DEUXIÈME ÉTAPE : création du centre pluridisciplinaire
A – Unités de Recherche expérimentale et clinique
Les chercheurs (sur l'animal et l'homme) pourraient être :
• Des neuroscientifiques :
Recherches orientées cette fois
- Sur les effets d'une prévention précoce à partir de la connaissance des causes de la pathologie et notamment des stress périnatals.
- Sur les localisations des sites cérébraux en interaction chez la mère pendant l'accouchement (les protocoles de travail et la préparation pourraient être modifiés dans le but de favoriser la physiologie).
- Sur la sensorialité fœtale, les applications, les conduites à tenir.
- Sur l'influence de l'alimentation sur la grossesse et l'accouchement (exemple : alimentation instinctive des animaux pendant la gestation, alimentation et prématurité…)…• Des immunologistes :
Qui pourraient intervenir
- sur les relations existant entre immunité, stress, grossesse et naissance.
etc…
B – Interactions avec une ou plusieurs maisons de naissance ou une petite maternité qui fourniraient des bases de données sur les effets du respect de la physiologie : temps de travail, grilles d'évaluation de la douleur suivant les techniques, taux de pathologie, adaptation néonatale de l'enfant etc.
C –
L'école des parents ou le centre de préparation et d'information avant et après
la naissance : L'objectif serait de créer
un lieu pédagogique susceptible de guider le père et la mère dans leur rôle de
parents (prise de conscience des interactions de leur propre vécu leur
permettant de mettre l'enfant à l'abri des projections issues de leur histoire
personnelle).
Mais aussi de mettre en place un espace fait d'empathie et de
limites sécurisantes.
Domaine des psychologues, des psychiatres adultes,
enfants et des sages femmes engagés dans la prévention. Il inclurait préparation
à la naissance, consultations individuelles, suivi personnalisé conférences
débats sur des thèmes éducatifs.
Ce centre pourrait accompagner l'enfant
jusqu'à 6 ans (Création de crèche, école maternelle expérimentale
novatrice…).
D –
Centre de Formation et d'informations pluridisciplinaire des
professionnels
Les formations pourraient
être interdisciplinaires.
1) Les chercheurs :
Inter-relations entre les unités expérimentales et cliniques (échange de résultats et d'idées).
2) Les soignants :
a) Les sages femmes
pourraient avoir une double formation
- aux meilleures techniques cliniques favorisant l'eutocie (accouchement normal)

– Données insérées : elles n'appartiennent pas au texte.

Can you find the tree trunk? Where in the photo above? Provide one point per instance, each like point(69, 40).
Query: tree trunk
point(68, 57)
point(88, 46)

- aux préparations " les plus pointues " accélérant l'accouchement (notamment leur permettant de prendre en compte la grossesse psychique (ex psychogénéalogie).
b) Les pédiatres
c) les puéricultrices
d) Les obstétriciens
3) Les psychologues, les psychanalystes enfant ou adulte, engagés dans une recherche de prévention
4) Les enseignants formés aux meilleures techniques novatrices d'éveil et d'apprentissage respectant complètement les rythmes biologiques de l'enfant.